Here’s a tip: if you can’t get your balances down right away, try asking the creditors to raise your credit limits. That will make your utilization ratio go down (as long as your balances don’t go up).

Here’s another tip: credit card balances are reported once per month, usually on the statement closing date. Even if you pay off the balance by the payment due date, your utilization is probably NOT zero! To ensure zero balance reporting, find out what date the balance is reported and make your payment before that date.

No-effort credit score boosts

Although the other factors in your credit score don’t pack as much punch as on-time payments and low balances, they do add up. Here are two easy strategies to help your score stay as high as it can be. The best thing about them is that all you have to do is… nothing!

  • Leave accounts open
    • Consumers with top credit scores tend to have an average account age of 20 years or more. So don’t close accounts unless it makes better financial sense to do so (for example, if a credit card has an annual fee that you no longer want to pay). Leave accounts open, but watch out for penalties related to inactivity. Some creditors automatically close accounts that are dormant and some business credit card issuers even charge an inactivity fee. Use the card for a small purchase every couple of months to steer clear of penalties.
  • Don’t apply for credit
    • Most hard inquiries cause a ding to your credit score, so don’t apply for credit unless you absolutely need to. If you do have to apply for credit, do plenty of homework first. For a credit card, research the options and only apply for the card you’re likely to be approved for. For mortgages, auto loans and student loans, watch the calendar. You can rate-shop within a certain time frame (14 to 45 days, depending on the loan type and the scoring model) and all inquiries from the same class of creditor will be counted as a single inquiry.

Keep it simple!

Don’t get bogged down in the minutia of credit scoring or try to game the system. (For example, don’t apply for a personal loan just to improve your credit mix unless you truly have a handle on household debt!) Just focus on paying down your debt and paying bills on time.

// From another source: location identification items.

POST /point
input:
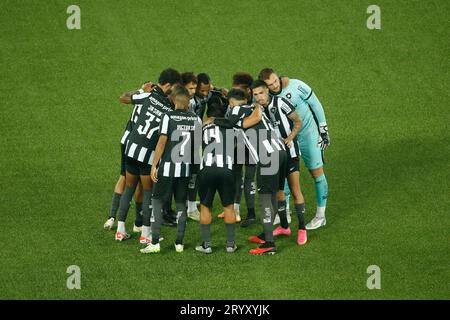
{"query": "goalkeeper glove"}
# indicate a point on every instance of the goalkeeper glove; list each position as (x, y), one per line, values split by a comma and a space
(324, 137)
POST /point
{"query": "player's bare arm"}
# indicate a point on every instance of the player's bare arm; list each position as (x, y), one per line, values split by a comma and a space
(296, 129)
(254, 118)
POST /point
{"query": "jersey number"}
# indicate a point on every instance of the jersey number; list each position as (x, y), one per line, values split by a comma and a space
(186, 137)
(144, 130)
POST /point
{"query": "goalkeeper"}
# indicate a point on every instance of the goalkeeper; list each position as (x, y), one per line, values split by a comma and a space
(313, 137)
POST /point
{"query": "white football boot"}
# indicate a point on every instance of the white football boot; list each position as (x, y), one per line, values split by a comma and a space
(151, 248)
(316, 223)
(109, 224)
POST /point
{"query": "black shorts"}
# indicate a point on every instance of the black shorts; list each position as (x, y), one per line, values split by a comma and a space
(166, 186)
(293, 165)
(195, 168)
(122, 160)
(137, 168)
(212, 179)
(271, 180)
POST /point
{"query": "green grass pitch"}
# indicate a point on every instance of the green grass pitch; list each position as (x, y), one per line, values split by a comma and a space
(386, 97)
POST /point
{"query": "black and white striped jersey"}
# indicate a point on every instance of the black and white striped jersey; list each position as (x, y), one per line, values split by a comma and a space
(218, 147)
(133, 119)
(261, 139)
(142, 140)
(183, 131)
(278, 111)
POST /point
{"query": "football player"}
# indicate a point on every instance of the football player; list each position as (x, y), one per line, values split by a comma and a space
(287, 124)
(140, 146)
(268, 152)
(120, 184)
(313, 137)
(171, 165)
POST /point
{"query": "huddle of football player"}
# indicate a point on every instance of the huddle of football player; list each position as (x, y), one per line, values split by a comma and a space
(185, 138)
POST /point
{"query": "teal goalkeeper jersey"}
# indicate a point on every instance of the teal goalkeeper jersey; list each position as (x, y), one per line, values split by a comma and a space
(299, 93)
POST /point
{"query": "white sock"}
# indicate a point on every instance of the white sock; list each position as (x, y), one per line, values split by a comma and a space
(146, 232)
(191, 206)
(320, 213)
(121, 227)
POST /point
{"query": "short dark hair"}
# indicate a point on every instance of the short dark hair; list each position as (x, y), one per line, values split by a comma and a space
(257, 84)
(188, 77)
(203, 78)
(170, 76)
(237, 94)
(265, 73)
(242, 79)
(216, 107)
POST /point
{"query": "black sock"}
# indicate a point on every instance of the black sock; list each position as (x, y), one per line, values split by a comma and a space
(114, 205)
(230, 234)
(125, 200)
(139, 214)
(251, 213)
(181, 226)
(147, 208)
(267, 214)
(300, 210)
(156, 225)
(205, 230)
(282, 214)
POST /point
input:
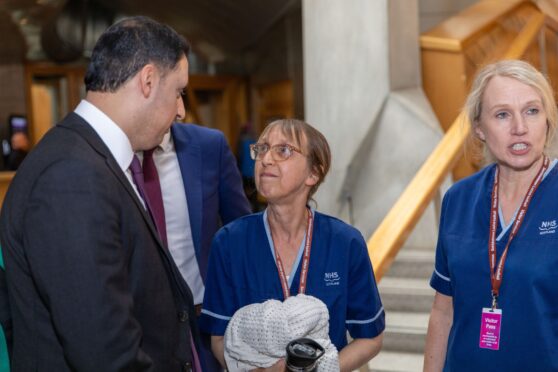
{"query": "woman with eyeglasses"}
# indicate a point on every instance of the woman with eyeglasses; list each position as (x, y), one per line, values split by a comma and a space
(291, 248)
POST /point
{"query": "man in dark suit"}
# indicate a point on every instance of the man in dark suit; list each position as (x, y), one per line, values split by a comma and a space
(91, 286)
(201, 191)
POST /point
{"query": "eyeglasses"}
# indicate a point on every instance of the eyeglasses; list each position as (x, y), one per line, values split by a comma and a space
(279, 152)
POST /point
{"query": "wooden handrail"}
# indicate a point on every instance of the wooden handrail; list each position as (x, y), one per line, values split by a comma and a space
(394, 229)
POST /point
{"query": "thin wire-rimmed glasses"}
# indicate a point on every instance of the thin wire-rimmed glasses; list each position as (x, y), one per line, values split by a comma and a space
(279, 152)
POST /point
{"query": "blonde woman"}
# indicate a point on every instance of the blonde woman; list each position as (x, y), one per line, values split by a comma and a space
(497, 256)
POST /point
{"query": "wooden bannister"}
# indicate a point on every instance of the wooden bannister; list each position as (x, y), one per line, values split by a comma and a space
(392, 232)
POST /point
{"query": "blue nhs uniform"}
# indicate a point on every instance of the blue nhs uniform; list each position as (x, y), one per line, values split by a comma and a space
(529, 291)
(242, 271)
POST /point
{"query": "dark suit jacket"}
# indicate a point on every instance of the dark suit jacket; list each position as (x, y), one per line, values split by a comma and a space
(212, 183)
(91, 287)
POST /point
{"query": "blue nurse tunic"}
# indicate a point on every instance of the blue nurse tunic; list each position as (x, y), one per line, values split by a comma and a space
(242, 271)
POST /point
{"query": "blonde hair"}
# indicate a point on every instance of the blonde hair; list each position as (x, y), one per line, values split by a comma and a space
(317, 149)
(522, 72)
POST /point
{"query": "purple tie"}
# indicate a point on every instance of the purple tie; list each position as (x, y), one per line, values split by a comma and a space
(153, 192)
(149, 188)
(137, 175)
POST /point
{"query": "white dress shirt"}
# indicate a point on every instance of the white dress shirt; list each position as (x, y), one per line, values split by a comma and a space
(114, 138)
(177, 218)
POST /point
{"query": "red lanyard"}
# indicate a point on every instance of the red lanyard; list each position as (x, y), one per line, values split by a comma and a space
(496, 272)
(305, 261)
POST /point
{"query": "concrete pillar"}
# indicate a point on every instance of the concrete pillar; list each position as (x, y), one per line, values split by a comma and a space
(363, 91)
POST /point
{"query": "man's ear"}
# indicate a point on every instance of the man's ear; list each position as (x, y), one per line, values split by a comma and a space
(478, 131)
(148, 76)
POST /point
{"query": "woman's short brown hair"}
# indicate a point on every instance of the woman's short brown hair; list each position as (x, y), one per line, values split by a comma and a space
(317, 149)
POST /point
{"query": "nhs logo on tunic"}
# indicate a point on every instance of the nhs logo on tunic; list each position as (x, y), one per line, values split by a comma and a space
(548, 227)
(331, 278)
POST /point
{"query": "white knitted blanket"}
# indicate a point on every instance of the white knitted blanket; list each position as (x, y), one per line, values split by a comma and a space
(258, 334)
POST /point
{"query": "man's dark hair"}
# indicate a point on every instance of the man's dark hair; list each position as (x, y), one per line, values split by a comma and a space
(126, 47)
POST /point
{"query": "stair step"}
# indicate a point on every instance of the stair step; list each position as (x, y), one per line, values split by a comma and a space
(413, 263)
(404, 294)
(391, 361)
(405, 331)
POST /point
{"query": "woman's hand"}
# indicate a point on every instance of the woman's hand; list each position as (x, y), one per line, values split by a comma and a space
(280, 366)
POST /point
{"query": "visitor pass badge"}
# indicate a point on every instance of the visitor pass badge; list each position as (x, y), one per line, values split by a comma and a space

Tackle the obvious, too. If you have unpaid collection accounts, pay them off. The newest version of FICO ignores paid collections, but outstanding collections really hurt. Also, if something looks wrong on your credit file, have the creditor verify the information. If it’s incorrect, the credit reporting agencies are obligated to remove it.

The bottom line

We can’t give you a silver bullet that will quickly and effortlessly propel your credit score upward. But the good news is that credit score hacks are available to us all. If you follow these guidelines, you could see significant improvement in as little as six months, and certainly within 12-24 months. Your score may need more time to recover if you have a significant derogatory event in your file, like a bankruptcy. Time is on your side. To a large extent, credit improvement is a waiting game. All negative items diminish in importance over time, and eventually age off your report completely.